Reichmann University Iran expert Meir Javedanfar. Credit: Courtesy.

The Iranians, Javedanfar added, “are concerned that if they use it [Hezbollah’s arsenal] now, then Iran’s nuclear program could be exposed in the future to an Israeli attack. I think the Iranians are waiting to use those missiles on Judgment Day when they feel that Israel wants to launch a massive attack on Iran’s nuclear program and on Iran itself.”

Attacking Iran’s nuclear facilities now would at best “set it back a couple of years,” he opined. “We could press our advantage to actually try to reach a deal because we have a very strong hand right now,” said Javedanfar, who envisioned a tougher accord than the now-defunct United States-led JCPOA nuclear agreement.

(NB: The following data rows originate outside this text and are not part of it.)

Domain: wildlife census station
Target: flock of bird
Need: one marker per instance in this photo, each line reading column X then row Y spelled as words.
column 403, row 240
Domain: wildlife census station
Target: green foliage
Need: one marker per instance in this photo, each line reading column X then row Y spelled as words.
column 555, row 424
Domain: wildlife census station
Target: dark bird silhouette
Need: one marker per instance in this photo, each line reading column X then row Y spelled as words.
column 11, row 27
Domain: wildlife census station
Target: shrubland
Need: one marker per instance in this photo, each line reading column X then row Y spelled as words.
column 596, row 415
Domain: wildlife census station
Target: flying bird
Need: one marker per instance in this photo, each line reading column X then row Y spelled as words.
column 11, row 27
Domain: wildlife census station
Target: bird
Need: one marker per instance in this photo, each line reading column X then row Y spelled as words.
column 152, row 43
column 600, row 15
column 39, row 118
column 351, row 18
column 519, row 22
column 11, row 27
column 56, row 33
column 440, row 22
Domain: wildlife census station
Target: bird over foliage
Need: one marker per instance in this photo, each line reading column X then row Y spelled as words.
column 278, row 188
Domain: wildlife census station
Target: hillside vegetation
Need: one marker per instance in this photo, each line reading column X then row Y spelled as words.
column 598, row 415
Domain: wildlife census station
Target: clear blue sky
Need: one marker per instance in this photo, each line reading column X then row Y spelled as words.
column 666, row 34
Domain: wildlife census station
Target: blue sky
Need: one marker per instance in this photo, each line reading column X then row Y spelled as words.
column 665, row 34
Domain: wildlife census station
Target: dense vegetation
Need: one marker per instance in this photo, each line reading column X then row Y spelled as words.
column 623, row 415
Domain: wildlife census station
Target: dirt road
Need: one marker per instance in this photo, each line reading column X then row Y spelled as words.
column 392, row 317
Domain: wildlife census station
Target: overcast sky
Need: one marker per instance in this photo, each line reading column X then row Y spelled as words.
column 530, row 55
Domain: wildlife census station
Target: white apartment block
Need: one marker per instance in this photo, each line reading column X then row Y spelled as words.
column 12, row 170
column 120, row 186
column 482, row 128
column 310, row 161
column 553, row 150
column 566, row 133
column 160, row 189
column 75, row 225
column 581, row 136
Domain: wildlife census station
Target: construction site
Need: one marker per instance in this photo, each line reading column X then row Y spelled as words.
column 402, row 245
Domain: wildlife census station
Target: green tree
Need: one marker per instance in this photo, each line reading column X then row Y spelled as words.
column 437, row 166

Pipes noted that the extent of the damage that Israel has caused to Hezbollah is unknown, making it hard to assess the terrorist group’s ability to hurt the Jewish state.

Daniel Pipes, president of the Middle East Forum, delivering remarks at the Begin-Sadat Center for Strategic Studies in Ramat Gan, Israel, on Nov. 27, 2018. Photo by Josh Hasten.

Nevertheless, Pipes supports an Israeli strike on the Iranian nuclear program. “The ideal moment was in late 2008 or early 2009,” he said.

The price that Israel is willing to pay for striking Iran, Pipes added, should be measured against the fact that “should the Islamic Republic of Iran get access to nuclear weapons, it will change a great deal both in the Middle East and the world.”